Sunil Gavaskar, whose exploits in the West Indies earned him legendary status, has bemoaned the slowing down of pitches, both in the islands and in other parts of the cricketing world. Gavaskar, a guest speaker for the Sonny Ramadhin Lecture Series at the University of the West Indies, reckoned that it was critical that the game didn't slow down any further, especially with Test cricket's survival under threat in several countries where the one-day game clearly has primacy.
"One of the bigger challenges the game of cricket faces today is one of the slowing down that has taken place in all the action," said Gavaskar. "The over rates are slow...the pitches, and I think this is probably a bigger challenge than the over rates, because the pitches are very important."
His comments were especially pertinent given that they were made in Antigua, a venue that has traditionally made a mockery of the balance between bat and ball. In their last two Tests at St. John's, West Indies piled up totals of 751 and 747, with Brian Lara scoring 400 and Chris Gayle a triple-century. However, the last Test to be played at the Antigua Recreation Ground promised to be a welcome change from the norm, with India having struggled to 235 for 9 on the opening day.
Having himself played in an era when the drawn Test was the norm rather than an aberration, Gavaskar was of the view that stalemates do little good for the game. Instead of slating one-day cricket, he insisted that it had encouraged batsmen to play more shots and reduce the chances of dour days when teams dawdled along.

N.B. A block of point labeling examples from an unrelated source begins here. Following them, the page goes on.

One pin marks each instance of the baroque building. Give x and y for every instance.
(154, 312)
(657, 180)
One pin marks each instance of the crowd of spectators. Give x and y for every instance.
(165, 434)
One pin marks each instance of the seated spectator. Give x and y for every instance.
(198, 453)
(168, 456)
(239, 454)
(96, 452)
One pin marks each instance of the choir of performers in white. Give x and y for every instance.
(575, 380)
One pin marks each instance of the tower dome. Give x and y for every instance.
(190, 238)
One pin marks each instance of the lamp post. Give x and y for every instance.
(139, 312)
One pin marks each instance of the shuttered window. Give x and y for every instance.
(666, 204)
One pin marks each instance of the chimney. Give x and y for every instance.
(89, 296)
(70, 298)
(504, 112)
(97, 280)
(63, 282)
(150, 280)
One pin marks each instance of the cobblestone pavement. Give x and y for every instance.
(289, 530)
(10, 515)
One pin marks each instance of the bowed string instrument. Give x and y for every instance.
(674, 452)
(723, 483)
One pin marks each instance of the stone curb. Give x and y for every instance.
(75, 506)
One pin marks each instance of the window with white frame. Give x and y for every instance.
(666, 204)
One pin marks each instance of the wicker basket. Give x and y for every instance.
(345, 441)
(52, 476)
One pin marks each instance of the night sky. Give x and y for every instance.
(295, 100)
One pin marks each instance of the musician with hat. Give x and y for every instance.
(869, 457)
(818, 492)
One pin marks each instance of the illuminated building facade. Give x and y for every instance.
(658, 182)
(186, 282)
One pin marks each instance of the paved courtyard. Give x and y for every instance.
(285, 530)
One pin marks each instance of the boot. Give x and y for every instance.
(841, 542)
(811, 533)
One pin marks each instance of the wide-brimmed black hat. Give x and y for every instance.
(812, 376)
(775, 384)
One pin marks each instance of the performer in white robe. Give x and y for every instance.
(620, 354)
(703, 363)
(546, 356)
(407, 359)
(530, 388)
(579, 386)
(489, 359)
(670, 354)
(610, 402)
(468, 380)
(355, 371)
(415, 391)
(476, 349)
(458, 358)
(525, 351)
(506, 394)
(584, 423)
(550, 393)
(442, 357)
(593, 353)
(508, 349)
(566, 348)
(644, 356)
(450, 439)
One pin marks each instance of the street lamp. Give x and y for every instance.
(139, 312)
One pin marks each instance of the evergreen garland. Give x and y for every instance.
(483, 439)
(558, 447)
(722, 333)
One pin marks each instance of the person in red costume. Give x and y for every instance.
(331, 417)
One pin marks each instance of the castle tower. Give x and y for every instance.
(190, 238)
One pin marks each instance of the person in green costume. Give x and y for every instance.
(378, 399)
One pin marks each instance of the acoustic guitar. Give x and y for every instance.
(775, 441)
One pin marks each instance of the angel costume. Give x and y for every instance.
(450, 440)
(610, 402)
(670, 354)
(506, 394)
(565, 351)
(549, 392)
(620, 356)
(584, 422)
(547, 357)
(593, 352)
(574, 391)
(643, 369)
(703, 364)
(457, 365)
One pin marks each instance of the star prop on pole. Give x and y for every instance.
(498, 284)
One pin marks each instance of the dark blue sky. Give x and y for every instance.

Currently chairman of the ICC's Cricket Committee, Gavaskar also supported the increased use of technology for adjudication of close decisions, saying: "If it is available and accurate, I think it is in the best interest of the sport because it is important to get the correct decision." He also remains a proponent of the abolition of leg-byes and overthrows off direct hits, suggesting that runs should only be scored off the bat.